La mejor prueba de los abusos de la AEAT la encontramos en esta serie de artículos dedicados a resoluciones del Tribunal Supremo que ponen coto a los mismos. Hoy, recogemos que el TS tiene declarado que el cómputo del plazo de prescripción que tiene la Hacienda Pública para devolver ingresos indebidamente cobrados al contribuyente comienza cuando este es absuelto de cualquier irregularidad, y no cuando se efectuó el ingreso. La STS de 21.07.2025, que fija Doctrina Jurisprudencial, atiende el recurso presentado contra un fallo del TSJ de Madrid que analizaba una liquidación del IVA de una empresa que ingresó algo más de 156.000€ tras una regularización del IVA por supuestas facturas falsas. En 2016, un Juzgado de lo Contencioso de Madrid absolvió a la sociedad de dos delitos contra la Hacienda Pública y del de falsedad en documento mercantil.

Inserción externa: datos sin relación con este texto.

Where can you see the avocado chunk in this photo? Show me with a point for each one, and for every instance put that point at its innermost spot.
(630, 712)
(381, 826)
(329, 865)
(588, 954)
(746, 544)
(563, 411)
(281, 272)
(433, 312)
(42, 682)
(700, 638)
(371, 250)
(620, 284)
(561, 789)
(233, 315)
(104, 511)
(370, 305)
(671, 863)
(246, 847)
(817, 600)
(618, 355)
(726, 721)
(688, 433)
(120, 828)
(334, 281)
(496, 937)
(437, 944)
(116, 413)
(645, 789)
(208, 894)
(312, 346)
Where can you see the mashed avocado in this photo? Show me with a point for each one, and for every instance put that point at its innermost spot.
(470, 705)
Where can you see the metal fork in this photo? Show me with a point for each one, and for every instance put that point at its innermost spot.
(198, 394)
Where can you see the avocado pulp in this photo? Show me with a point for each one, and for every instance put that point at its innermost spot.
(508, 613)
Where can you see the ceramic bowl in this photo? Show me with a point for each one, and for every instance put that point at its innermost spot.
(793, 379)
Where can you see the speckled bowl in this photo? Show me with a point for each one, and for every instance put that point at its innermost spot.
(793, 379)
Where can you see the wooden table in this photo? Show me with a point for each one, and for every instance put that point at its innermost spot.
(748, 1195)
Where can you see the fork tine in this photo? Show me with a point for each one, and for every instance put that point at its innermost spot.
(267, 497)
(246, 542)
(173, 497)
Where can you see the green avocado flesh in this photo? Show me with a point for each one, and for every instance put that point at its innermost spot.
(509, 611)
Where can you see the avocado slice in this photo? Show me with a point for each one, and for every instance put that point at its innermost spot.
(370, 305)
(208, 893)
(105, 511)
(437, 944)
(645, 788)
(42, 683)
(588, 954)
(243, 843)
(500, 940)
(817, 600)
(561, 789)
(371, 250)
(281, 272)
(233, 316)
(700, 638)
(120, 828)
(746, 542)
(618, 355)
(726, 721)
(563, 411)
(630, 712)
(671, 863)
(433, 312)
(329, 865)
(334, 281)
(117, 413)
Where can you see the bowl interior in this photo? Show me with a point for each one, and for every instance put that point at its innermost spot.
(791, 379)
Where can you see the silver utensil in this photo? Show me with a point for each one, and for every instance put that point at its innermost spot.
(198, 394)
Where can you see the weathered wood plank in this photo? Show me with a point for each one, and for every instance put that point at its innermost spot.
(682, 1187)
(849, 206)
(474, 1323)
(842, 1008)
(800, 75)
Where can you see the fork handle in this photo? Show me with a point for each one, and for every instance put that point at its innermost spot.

El TS, ahora, analiza si la AEAT puede retener o no esos ingresos indebidos apoyándose en que el procedimiento inspector está ya prescrito y manteniendo como irregulares unas facturas que la Justicia declaró válidas, absolviendo al contribuyente en sentencia firme. Asimismo, se pronuncia sobre cuál es el dies a quo del plazo de prescripción del derecho a solicitar la devolución de ingresos indebidos. La Sala de lo Contencioso del TS concluye que, de acuerdo con la LGT, el plazo de prescripción para solicitar la devolución de ingresos indebidos es la fecha en la que se constata que dicho pago no era correcto, y no cuando se efectuó el ingreso tributario. Y señala que esa fecha no puede ser otra que cuando se tomó conocimiento de la sentencia penal absolutoria. La Sala destaca que aquí está “en juego el principio de neutralidad del IVA y el derecho a la deducción del IVA soportado en facturas abonadas, así como el principio general que impide el enriquecimiento injusto o sin causa de la Administración”.
El TS se sorprende, una vez más, de la actuación de la AEAT al señalar que “no deja de asombrar la escasísima relevancia que Hacienda atribuye a posteriori a la existencia de un proceso penal que ella misma provocó con poca razón para ello, visto su resultado”. La única ley que aplica la AEAT es la ‘ley del embudo’.